Bolsonaro es un fascista.

Si lo es, resulta inevitable preguntarse cuáles son las razones que podrían transformarlo en el futuro presidente de uno de los diez países más poderosos del plantea. Una nación que, hasta hace sólo dos años, vivía un proceso de expansión y universalización de derechos ciudadanos, que comenzaba a conquistar algunas de las aspiraciones de justicia social y de igualdad consagradas en una innovadora y ambiciosa Constitución Nacional que acaba de cumplir 30 años.

Ocurre que Bolsonaro no es la causa de una democracia que agoniza, sino su consecuencia.

Cuando se siembra la desconfianza, el miedo, el odio y el desprecio hacia la institucionalidad democrática, por más fragilidades y defectos que ella posea, lo que se construyen son las bases éticas y políticas de regímenes totalitarios y despóticos. El titular del periódico O Globo, el día siguiente del golpe de Estado que dio inicio a la dictadura militar que asoló Brasil por más de dos décadas fue: “resurge la democracia”. Medios de comunicación y empresarios golpistas, políticos y jueces golpistas, militares e iglesias pentecostales golpistas, se vuelven más fuertes y convincentes cuando las sociedades se despolitizan, cuando la narrativa democrática se vuelve sospechosa y la sociedad indiferente a una barbarie que se trivializa.
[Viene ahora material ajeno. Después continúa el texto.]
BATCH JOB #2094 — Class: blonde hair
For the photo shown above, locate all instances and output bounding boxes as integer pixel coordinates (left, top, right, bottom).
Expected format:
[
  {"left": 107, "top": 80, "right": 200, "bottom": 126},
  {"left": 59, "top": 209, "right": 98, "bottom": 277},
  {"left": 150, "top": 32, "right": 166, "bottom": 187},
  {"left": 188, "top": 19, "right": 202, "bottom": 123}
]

Bolsonaro fue un mediocre militar, retirado al alcanzar el grado de capitán. Hace 25 años ejerce un también mediocre mandato como diputado. Muchos, dentro y fuera de Brasil, lo conocieron cuando votó a favor de la destitución de Dilma Rousseff, dedicándoselo a la memoria del coronel Carlos Alberto Brilhante Ustra, que la había torturado cuando ella tenía 19 años. Ustra comandó el principal centro clandestino de detención durante la dictadura militar. Torturaba a sus víctimas y, cuando eran mujeres, además de violarlas, solía llevar sus hijos para que las vieran moribundas, ensangrentadas, desnudas, abrigadas sólo por su valentía y por su dignidad. Bolsonaro homenajea a Ustra cada vez que puede. No es aislado este hecho con el reconocimiento y el protagonismo que logró meteóricamente este militar sólo célebre por sus insultos racistas y machistas, por su apología a la tortura y por su permanente desprecio hacia los derechos humanos.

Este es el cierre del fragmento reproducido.